On this record, I find that petitioner has failed to meet her burden of proving that she effectuated a complete transfer of custody and control of the student to the student’s older sister.  Significantly, petitioner has not responded to, or refuted, respondent’s finding that petitioner continues to pay the student’s housing costs, despite her allegedly complete transfer of custody and control to the student’s older sister.  Additionally, while petitioner has presented a plausible explanation for some of the reasons upon which respondent based its determination, she has submitted no proof in support of these assertions.  As stated above, in an appeal to the Commissioner, a petitioner has the burden of demonstrating a clear legal right to the relief requested and the burden of establishing the facts upon which petitioner seeks relief (8 NYCRR §275.10; Appeal of P.C. and K.C., 57 Ed Dept Rep, Decision No. 17,337; Appeal of Aversa, 48 id. 523, Decision No. 15,936; Appeal of Hansen, 48 id. 354, Decision No. 15,884).  Therefore, on this record, I find that petitioner has failed to meet her burden of proving that she effectuated a complete transfer of custody and control of the student to the student’s older sister (see Appeals of T.M., 58 Ed Dept Dep, Decision No. 17,496; Appeal of Marbury, 41 id. 119, Decision No. 14,634; Appeal of S.V., 38 id. 478, Decision No. 14,075).

The only evidence submitted by petitioner on appeal is an unsworn letter from the landlord of petitioner’s residence (which is located outside of respondent’s district) stating that the student does not live at petitioner’s address and an unsworn letter from the student’s older sister, who asserts that the student lives with her within the district.  While these letters are entitled to some weight concerning the student’s physical presence, that is not at issue in this appeal.[3]  The parties’ dispute concerns the issue of whether petitioner has effectuated a complete transfer of custody and control over the student to the student’s older sister and, based on the record before me, petitioner has not met her burden of demonstrating a complete transfer of custody and control of the student.

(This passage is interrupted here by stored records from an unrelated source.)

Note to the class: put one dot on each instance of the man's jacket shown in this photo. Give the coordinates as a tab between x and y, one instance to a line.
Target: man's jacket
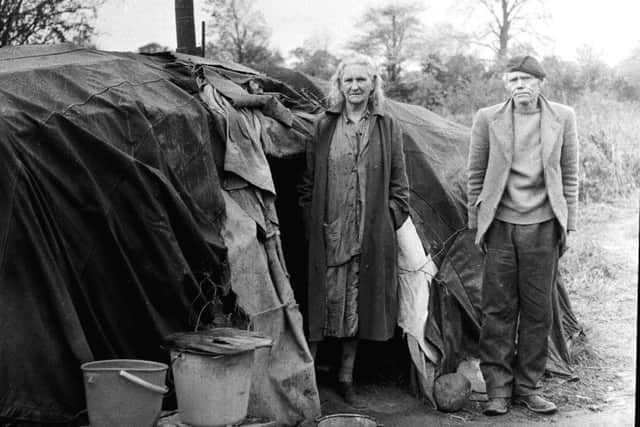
491	154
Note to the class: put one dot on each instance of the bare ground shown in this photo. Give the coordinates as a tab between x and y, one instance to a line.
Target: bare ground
601	276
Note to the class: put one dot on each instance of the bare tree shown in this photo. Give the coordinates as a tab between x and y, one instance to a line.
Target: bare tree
239	33
510	22
314	58
46	21
391	32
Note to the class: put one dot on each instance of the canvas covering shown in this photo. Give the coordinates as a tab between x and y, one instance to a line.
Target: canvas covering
135	188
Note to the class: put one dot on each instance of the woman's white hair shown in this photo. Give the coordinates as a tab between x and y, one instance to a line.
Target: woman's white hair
336	97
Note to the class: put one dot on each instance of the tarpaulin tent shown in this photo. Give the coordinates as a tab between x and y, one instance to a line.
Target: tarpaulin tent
137	189
115	229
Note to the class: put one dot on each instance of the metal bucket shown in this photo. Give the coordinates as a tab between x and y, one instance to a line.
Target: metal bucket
212	390
124	392
347	420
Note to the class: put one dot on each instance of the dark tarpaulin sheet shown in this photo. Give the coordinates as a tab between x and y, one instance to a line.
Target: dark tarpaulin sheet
110	220
436	153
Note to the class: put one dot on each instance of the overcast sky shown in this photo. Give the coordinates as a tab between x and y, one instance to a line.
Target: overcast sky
611	27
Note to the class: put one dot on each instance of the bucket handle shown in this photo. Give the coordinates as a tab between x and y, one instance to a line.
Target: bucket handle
142	383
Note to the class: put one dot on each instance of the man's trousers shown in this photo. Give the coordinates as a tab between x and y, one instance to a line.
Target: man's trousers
519	272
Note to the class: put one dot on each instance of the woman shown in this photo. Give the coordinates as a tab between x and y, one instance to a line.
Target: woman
354	195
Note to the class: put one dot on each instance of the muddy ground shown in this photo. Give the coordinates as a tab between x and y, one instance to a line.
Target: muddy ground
601	276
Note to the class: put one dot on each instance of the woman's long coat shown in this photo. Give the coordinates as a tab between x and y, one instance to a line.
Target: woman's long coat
386	208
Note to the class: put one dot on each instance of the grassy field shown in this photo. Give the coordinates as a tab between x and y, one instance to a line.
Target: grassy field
601	276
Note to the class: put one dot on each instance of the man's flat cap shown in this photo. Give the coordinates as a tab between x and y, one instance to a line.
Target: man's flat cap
526	64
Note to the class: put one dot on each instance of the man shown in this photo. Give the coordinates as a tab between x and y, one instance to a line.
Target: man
522	194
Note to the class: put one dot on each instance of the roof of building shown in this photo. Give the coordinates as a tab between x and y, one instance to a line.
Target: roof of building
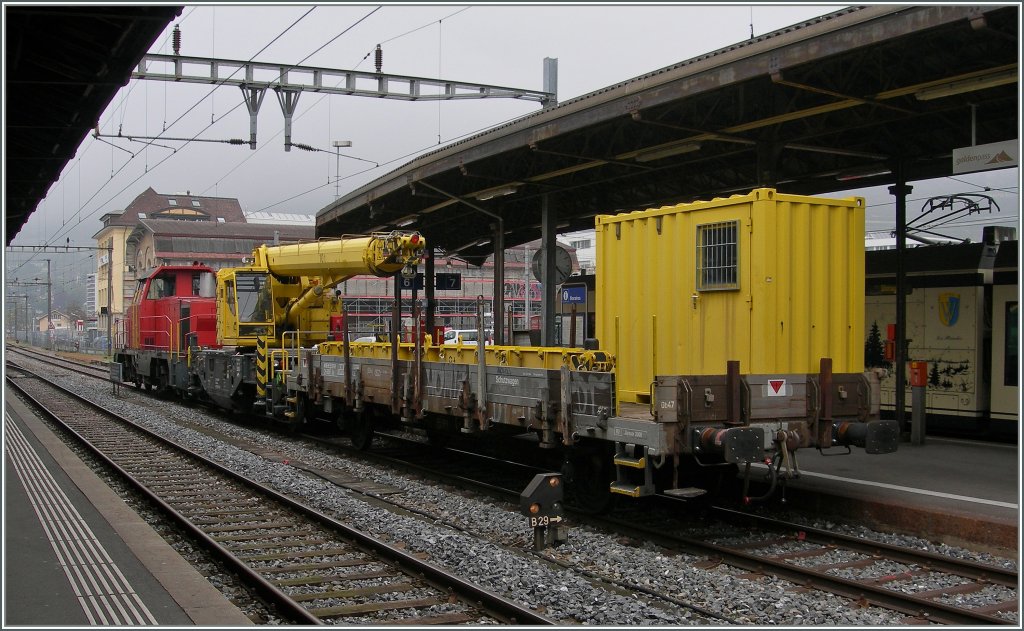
178	227
151	204
281	218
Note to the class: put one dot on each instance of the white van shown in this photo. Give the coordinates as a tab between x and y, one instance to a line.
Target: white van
468	336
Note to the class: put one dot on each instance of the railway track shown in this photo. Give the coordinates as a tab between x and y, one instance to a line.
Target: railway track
866	572
312	568
99	370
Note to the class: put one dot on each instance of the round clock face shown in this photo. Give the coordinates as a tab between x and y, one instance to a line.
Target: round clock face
563	264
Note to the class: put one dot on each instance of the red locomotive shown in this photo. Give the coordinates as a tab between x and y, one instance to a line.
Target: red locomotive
173	308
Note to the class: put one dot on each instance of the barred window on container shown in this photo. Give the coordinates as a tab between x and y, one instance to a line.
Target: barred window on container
717	256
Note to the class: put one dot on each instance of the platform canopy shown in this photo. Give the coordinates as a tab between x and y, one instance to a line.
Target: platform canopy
62	67
838	102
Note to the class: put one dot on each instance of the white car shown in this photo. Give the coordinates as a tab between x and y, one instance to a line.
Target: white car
467	336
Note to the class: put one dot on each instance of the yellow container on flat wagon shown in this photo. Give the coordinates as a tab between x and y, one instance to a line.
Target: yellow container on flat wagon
773	281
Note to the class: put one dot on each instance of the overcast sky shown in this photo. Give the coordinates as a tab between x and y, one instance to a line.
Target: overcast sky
595	46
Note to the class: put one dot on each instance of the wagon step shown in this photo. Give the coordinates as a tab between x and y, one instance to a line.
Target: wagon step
634	471
622	460
686	493
632	491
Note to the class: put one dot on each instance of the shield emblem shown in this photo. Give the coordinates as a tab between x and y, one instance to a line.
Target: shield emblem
948	308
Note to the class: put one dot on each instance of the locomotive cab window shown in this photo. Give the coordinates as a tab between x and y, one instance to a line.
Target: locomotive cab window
161	287
1011	348
253	295
718	250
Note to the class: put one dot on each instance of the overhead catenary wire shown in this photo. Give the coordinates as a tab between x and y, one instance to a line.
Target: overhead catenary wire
89	201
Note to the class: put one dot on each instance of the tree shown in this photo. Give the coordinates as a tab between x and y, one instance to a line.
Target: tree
875	353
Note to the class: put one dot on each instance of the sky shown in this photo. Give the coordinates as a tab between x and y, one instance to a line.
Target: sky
595	45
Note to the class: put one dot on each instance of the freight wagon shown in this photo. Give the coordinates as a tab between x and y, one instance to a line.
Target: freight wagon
728	332
962	312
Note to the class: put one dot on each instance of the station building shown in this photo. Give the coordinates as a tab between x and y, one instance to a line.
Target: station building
180	228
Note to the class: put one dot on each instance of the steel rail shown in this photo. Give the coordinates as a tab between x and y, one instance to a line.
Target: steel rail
967	569
498	605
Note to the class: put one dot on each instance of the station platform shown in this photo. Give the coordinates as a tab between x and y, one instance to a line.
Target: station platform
953	491
75	554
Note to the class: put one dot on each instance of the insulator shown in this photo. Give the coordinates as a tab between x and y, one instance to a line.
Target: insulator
177	40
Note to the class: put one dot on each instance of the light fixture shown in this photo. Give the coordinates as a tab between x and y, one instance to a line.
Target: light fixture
667	151
491	194
967	85
862	173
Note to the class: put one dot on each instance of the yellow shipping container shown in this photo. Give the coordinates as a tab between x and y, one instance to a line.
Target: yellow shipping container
773	281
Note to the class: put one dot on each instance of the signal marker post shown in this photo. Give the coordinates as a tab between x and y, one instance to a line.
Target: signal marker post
919	388
542	503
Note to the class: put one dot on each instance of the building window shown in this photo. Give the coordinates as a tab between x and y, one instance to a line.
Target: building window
718	255
1010	348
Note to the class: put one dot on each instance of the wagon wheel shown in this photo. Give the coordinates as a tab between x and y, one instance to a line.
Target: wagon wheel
587	479
361	428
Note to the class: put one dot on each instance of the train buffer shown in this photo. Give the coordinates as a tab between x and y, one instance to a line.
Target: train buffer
541	502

In light of this determination, I need not address the parties’ remaining contentions.

Although the appeal must be dismissed for the reasons described above, I note that petitioner retains the right to reapply for admission to respondent’s schools on her daughter’s behalf at any time, should circumstances change, and to present any information for respondent’s consideration.

THE APPEAL IS DISMISSED.

END OF FILE

 

[1] The record does not contain a copy of this affidavit; respondent indicates on appeal that “[t]he signed original cannot be located.” 

 

[2] Although not raised by respondent, I note that, irrespective of her guardianship status, petitioner has standing to bring the instant appeal as the student’s parent (Appeal of Peykar, 38 Ed Dept Rep 141, Decision No. 14,003; Matter of Howell, 20 id. 167, Decision No. 10,363).

 

[3] Respondent asserts in its answer that “Petitioner admits that [the student] resides with the Petitioner on the weekends.”  To the extent respondent suggests that the student does not physically reside with her older sister, respondent did not exclude the student on this basis and offers no proof in this appeal in support of such assertion.